Christian M. Stracke (Open University of the Netherlands), Daniel Burgos (Universidad Internacional de La Rioja (UNIR)), Ramesh Chander Sharma (Ambedkar University Delhi), Cécile Swiatek (Université Paris Nanterre), Aras Bozkurt (Anadolu University), Grainne Conole (Independent Consultant), Ebba Ossiannilsson (Swedish Association for Distance Education), Jon Mason (Charles Darwin University), Chrissi Nerantzi (Manchester Metropolitan University), Jane-Frances Obiageli Agbu (National Open University of Nigeria), María Soledad Ramírez Montoya (Tecnológico de Monterrey), Jin Gon Shon (Korean National Open University), Andreia Inamorato dos Santos (Joint Research Center European Commission), Robert Farrow (The Open University), Marian Wan (Taipei Medical University), Gema Santos-Hermosa (Universitat de Barcelona), Özlem Karakaya (Iowa State University), Vi Truong (Monash University), Cécile Swiatek (Université Paris Nanterre)
This paper provides an overview of the status of Open Education and Open Science for our global society in the first year of the COVID-19 pandemic: It presents practices and uses cases from 12 countries and global regions on the challenges for formal education during the COVID-19 outbreak. A special focus is led on the potential solutions and examples of Open Education and Open Science in these regional use cases. Their analysis and comparison present insights about the developed strategies and implemented practices in the different regions worldwide. And their discussion offers opportunities and recommendations how Open Education and Open Science can innovate and improve formal education in schools, universities and lifelong learning during the ongoing COVID-19 pandemic as well as afterwards.

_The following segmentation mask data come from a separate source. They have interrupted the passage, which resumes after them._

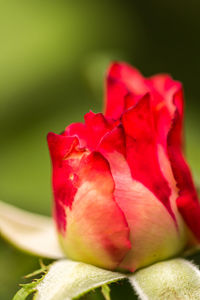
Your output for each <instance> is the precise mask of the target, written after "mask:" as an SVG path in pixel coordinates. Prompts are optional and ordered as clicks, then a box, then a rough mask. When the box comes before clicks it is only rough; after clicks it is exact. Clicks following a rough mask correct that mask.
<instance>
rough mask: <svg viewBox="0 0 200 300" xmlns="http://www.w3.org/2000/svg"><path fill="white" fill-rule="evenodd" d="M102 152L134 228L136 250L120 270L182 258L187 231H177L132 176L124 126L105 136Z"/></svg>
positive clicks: (135, 250)
mask: <svg viewBox="0 0 200 300" xmlns="http://www.w3.org/2000/svg"><path fill="white" fill-rule="evenodd" d="M99 151H101V153H102V154H103V155H104V157H106V159H107V160H108V162H109V165H110V168H111V173H112V176H113V178H114V181H115V191H114V197H115V200H116V202H117V203H118V205H119V207H120V208H121V210H122V211H123V212H124V214H125V217H126V220H127V222H128V224H129V228H130V239H131V243H132V249H131V250H130V251H129V252H128V253H127V255H126V257H125V258H124V260H123V261H122V262H121V264H120V268H122V269H125V270H129V271H132V272H133V271H135V270H136V269H137V268H139V267H144V266H146V265H148V264H151V263H153V262H155V261H158V260H162V259H166V258H168V257H170V256H173V255H176V254H178V253H179V252H180V251H181V250H182V248H183V246H184V237H183V230H182V228H179V231H178V230H177V227H176V223H175V222H174V221H173V220H172V218H171V216H170V214H169V213H168V211H167V210H166V208H165V207H164V206H163V205H162V203H161V202H160V201H159V200H158V199H157V198H156V197H155V196H154V195H153V193H151V192H150V190H148V189H147V188H146V187H145V186H144V185H143V184H141V183H140V182H138V181H136V180H135V179H134V178H133V177H132V176H131V173H130V169H129V166H128V164H127V162H126V159H125V155H126V153H125V136H124V131H123V128H122V127H121V126H118V127H116V128H114V129H113V130H112V131H111V132H110V133H108V134H106V135H105V136H104V138H103V139H102V141H101V144H100V145H99ZM180 225H181V224H180Z"/></svg>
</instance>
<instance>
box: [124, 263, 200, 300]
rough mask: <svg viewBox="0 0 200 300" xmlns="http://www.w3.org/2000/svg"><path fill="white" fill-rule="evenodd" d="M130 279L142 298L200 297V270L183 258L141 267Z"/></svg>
mask: <svg viewBox="0 0 200 300" xmlns="http://www.w3.org/2000/svg"><path fill="white" fill-rule="evenodd" d="M129 281H130V283H131V284H132V286H133V288H134V289H135V290H136V292H137V293H138V295H139V299H141V300H190V299H191V300H199V299H200V271H199V270H198V268H197V267H196V266H194V265H193V264H192V263H191V262H189V261H187V260H185V259H182V258H177V259H172V260H168V261H164V262H159V263H156V264H154V265H152V266H149V267H147V268H144V269H141V270H139V271H137V272H136V273H135V274H134V275H131V276H129Z"/></svg>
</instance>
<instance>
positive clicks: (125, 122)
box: [48, 63, 200, 271]
mask: <svg viewBox="0 0 200 300" xmlns="http://www.w3.org/2000/svg"><path fill="white" fill-rule="evenodd" d="M182 124H183V93H182V87H181V84H180V83H179V82H177V81H174V80H173V79H172V78H171V77H170V76H168V75H156V76H153V77H151V78H148V79H146V78H144V77H143V76H142V75H141V74H140V73H139V72H138V71H137V70H136V69H134V68H132V67H130V66H129V65H126V64H124V63H115V64H113V65H111V67H110V69H109V72H108V76H107V88H106V108H105V114H101V113H99V114H94V113H92V112H89V113H88V114H86V115H85V123H74V124H71V125H69V126H68V127H67V128H66V129H65V131H64V132H63V133H62V134H60V135H57V134H54V133H49V135H48V144H49V149H50V154H51V158H52V164H53V193H54V199H55V205H54V217H55V220H56V223H57V228H58V232H59V238H60V242H61V245H62V247H63V249H64V251H65V253H66V255H67V256H68V257H70V258H72V259H74V260H80V261H83V262H86V263H90V264H94V265H97V266H100V267H103V268H107V269H122V270H129V271H134V270H136V269H137V268H139V267H143V266H146V265H148V264H151V263H153V262H155V261H159V260H162V259H167V258H169V257H172V256H175V255H177V254H179V253H180V252H181V251H183V249H184V248H186V247H188V246H189V245H190V246H191V245H194V244H195V243H197V242H198V241H199V240H200V206H199V202H198V198H197V193H196V191H195V187H194V184H193V181H192V177H191V173H190V170H189V168H188V165H187V163H186V162H185V159H184V156H183V151H182Z"/></svg>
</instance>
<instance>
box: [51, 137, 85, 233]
mask: <svg viewBox="0 0 200 300" xmlns="http://www.w3.org/2000/svg"><path fill="white" fill-rule="evenodd" d="M47 140H48V145H49V151H50V154H51V159H52V166H53V175H52V185H53V194H54V200H55V205H54V217H55V220H56V224H57V226H58V230H59V231H61V232H64V231H65V229H66V214H65V210H64V207H65V206H69V207H71V205H72V202H73V199H74V195H75V193H76V190H77V188H76V178H73V180H72V178H71V176H72V174H73V171H74V170H73V168H72V166H71V165H70V163H69V160H66V158H67V157H68V156H69V155H71V154H72V153H77V150H76V146H77V145H78V141H77V138H76V137H67V136H63V135H58V134H55V133H49V134H48V136H47ZM81 153H82V152H81ZM76 160H77V158H76ZM79 160H80V158H79ZM72 161H74V160H71V162H72Z"/></svg>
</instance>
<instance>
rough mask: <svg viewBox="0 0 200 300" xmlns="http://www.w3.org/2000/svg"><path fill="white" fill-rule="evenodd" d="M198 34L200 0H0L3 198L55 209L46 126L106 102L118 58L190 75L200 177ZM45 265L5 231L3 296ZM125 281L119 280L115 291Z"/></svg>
mask: <svg viewBox="0 0 200 300" xmlns="http://www.w3.org/2000/svg"><path fill="white" fill-rule="evenodd" d="M199 35H200V2H199V1H198V0H196V1H195V0H190V1H183V0H182V1H179V0H176V1H173V0H168V1H159V0H149V1H144V0H135V1H134V0H132V1H116V0H115V1H112V0H109V1H108V0H101V1H98V0H84V1H82V0H76V1H70V0H69V1H67V0H65V1H64V0H63V1H62V0H57V1H51V0H45V1H41V0H29V1H25V0H19V1H15V0H1V2H0V120H1V122H0V141H1V147H0V199H1V200H3V201H6V202H8V203H11V204H15V205H17V206H19V207H22V208H25V209H27V210H30V211H33V212H37V213H41V214H47V215H50V213H51V200H52V199H51V198H52V197H51V187H50V160H49V154H48V149H47V144H46V134H47V133H48V132H49V131H54V132H56V133H59V132H61V131H62V130H63V129H64V127H66V126H67V124H69V123H71V122H76V121H82V120H83V115H84V114H85V113H86V112H87V111H88V110H89V109H91V110H93V111H94V112H98V111H101V110H102V97H103V75H104V74H105V70H106V67H107V66H108V64H109V62H110V61H112V60H125V61H127V62H129V63H131V64H133V65H135V66H136V67H138V68H139V69H140V70H141V71H142V72H143V73H144V75H145V76H150V75H152V74H154V73H158V72H167V73H171V74H172V76H173V77H174V78H175V79H178V80H180V81H182V82H183V84H184V88H185V97H186V126H185V127H186V128H185V129H186V141H187V143H186V154H187V157H188V160H189V162H190V164H191V166H192V170H193V174H194V177H195V180H196V181H197V182H198V179H199V180H200V155H199V147H200V135H199V131H200V95H199V89H200V39H199ZM36 268H38V260H37V259H35V258H33V257H31V256H28V255H24V254H21V253H20V252H18V251H17V250H15V249H13V248H12V247H11V246H9V245H8V244H6V243H5V242H3V241H2V240H0V299H2V300H7V299H11V298H12V296H13V295H14V293H15V292H16V290H17V289H18V286H17V284H18V283H19V282H23V278H22V276H23V275H24V274H27V273H30V272H31V271H33V270H34V269H36ZM124 288H126V283H125V284H124ZM120 290H121V287H120V286H119V285H118V286H117V287H115V289H114V290H113V292H112V296H113V299H114V300H115V299H119V298H120V297H119V291H120ZM89 297H90V298H91V297H93V298H95V297H96V299H102V298H101V296H100V294H96V295H94V294H92V295H90V296H89ZM132 297H133V295H132V293H131V292H130V291H128V292H127V294H126V296H125V295H123V298H126V299H133V298H132Z"/></svg>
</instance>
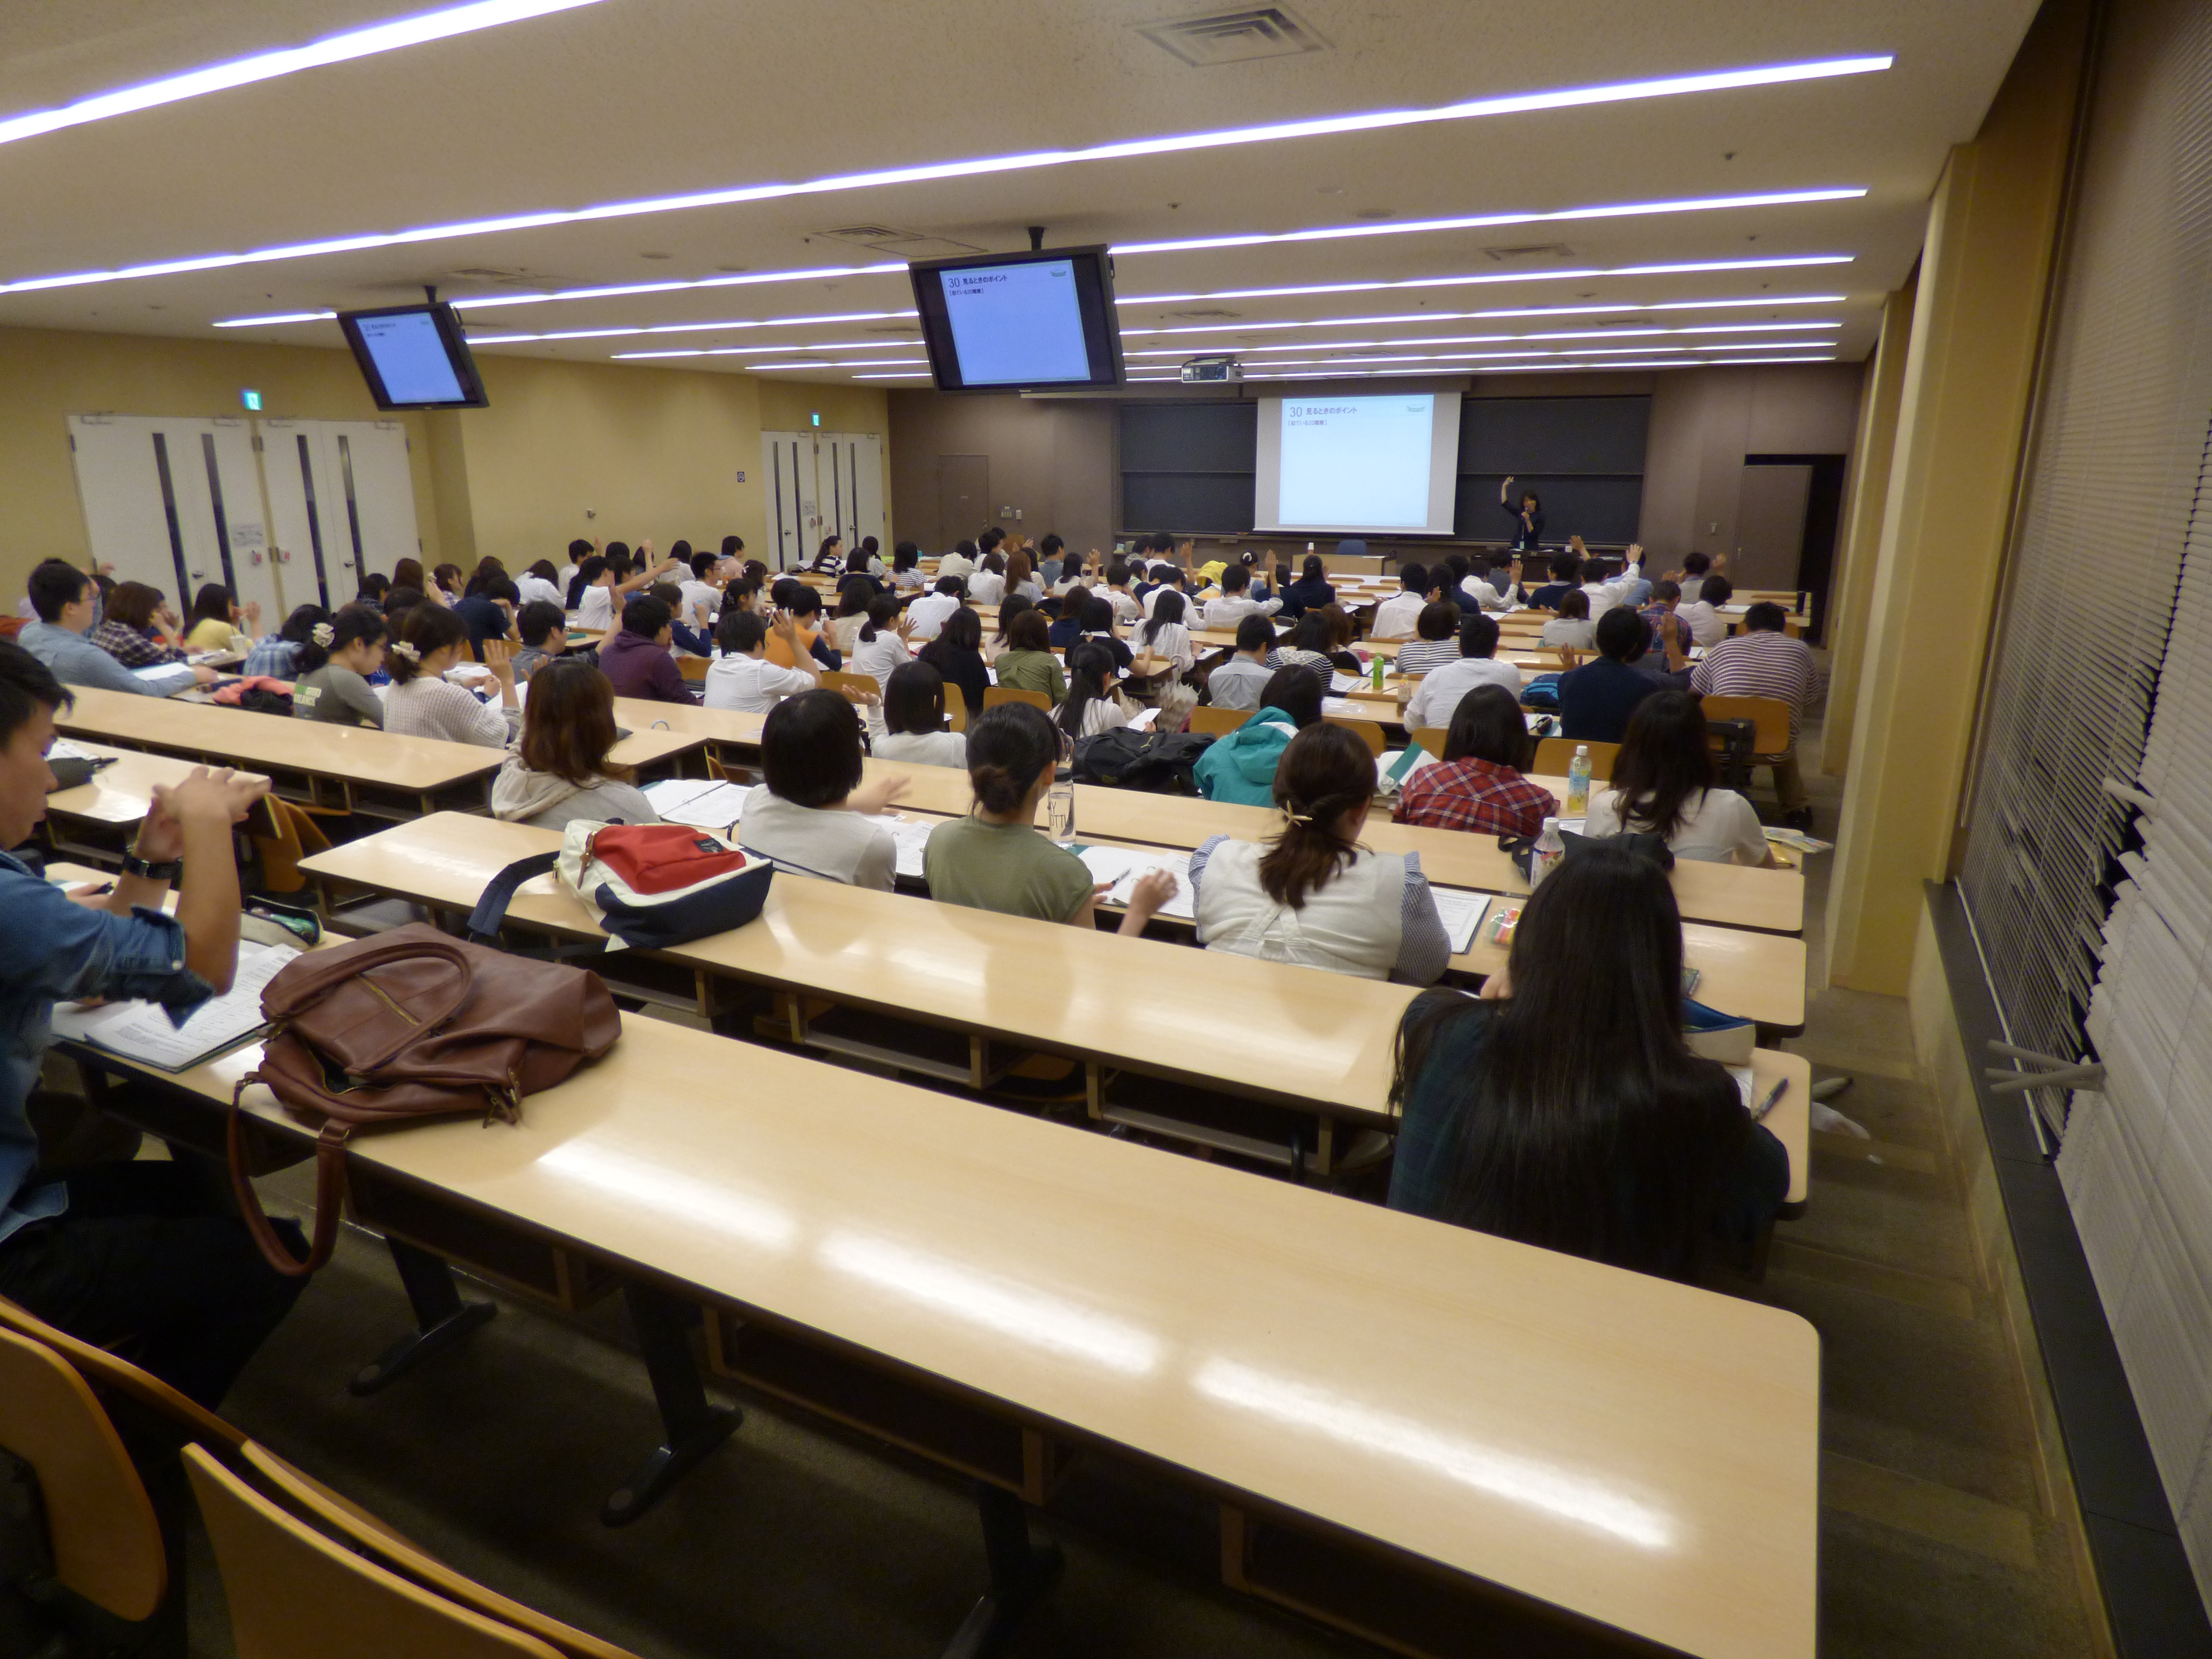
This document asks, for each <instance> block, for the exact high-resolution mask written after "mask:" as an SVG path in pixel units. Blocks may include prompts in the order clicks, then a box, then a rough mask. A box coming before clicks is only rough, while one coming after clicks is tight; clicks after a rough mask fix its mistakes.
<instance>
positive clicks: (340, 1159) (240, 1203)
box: [223, 1071, 349, 1279]
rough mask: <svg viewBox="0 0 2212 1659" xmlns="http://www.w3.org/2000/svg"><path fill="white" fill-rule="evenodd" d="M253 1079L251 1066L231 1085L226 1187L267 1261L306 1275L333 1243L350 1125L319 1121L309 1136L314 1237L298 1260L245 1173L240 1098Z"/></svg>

Responding to the impact of COVID-19 on formal education, this paper profiles global perspectives of Open Education and Open Science through highlighting practices and use-cases from several countries and regions on the challenges and opportunities arising. By drawing on examples of extant practice, insights into effective strategies are presented as recommendations for how Open Education and Open Science can innovate and improve formal education in schools, universities and lifelong learning into the future.
Our responses to emerging challenges in education is of vital importance to sustaining its ideals and philosophy. With the emergence of COVID 19, one is tempted to either stay reserved for a variety of reasons or be inspired to embrace the ‘new normal’ COVID-19 has shaken all societies and the whole globe. As a consequence, as noted by a recent OECD report (OECD, 2020), the educational systems in all countries were affected and witnessed disruptions and partial lockdowns.
Our key interest is how potential solutions and examples of Open Education and Open Science have been introduced and used in different regions worldwide. Through the analysis and comparison of the regional use cases, we want to explore the developed strategies and implemented practices and how much they were built on Open Education and Open Science. We report on the first year of the pandemic until 11th of March 2021, the (sad) anniversary of the declaration of COVID-19 as pandemic by the WHO (2020).
The collected practices and use cases are following four guiding questions as basis:
Two general questions:
1. How was formal education affected by the COVID-19 outbreak?
2. What were the strategies and implemented solutions?
Two specific questions on Open Education and Open Science:
3. How much have Open Education and Open Science been proposed and addressed and what is the difference between original intentions and current real impact?
4. Which good practices, lessons learned and recommendations exist and how can Open Education and Open Science contribute in the future?
These guiding questions were formulated broadly so that they can easily be adapted for the regional reports to reflect the diversity of situations in relation to learning traditions, theories, support, practices as well as to given conditions and contexts such as educational systems, curricula, assessments, institutions, resources, infrastructures and laws.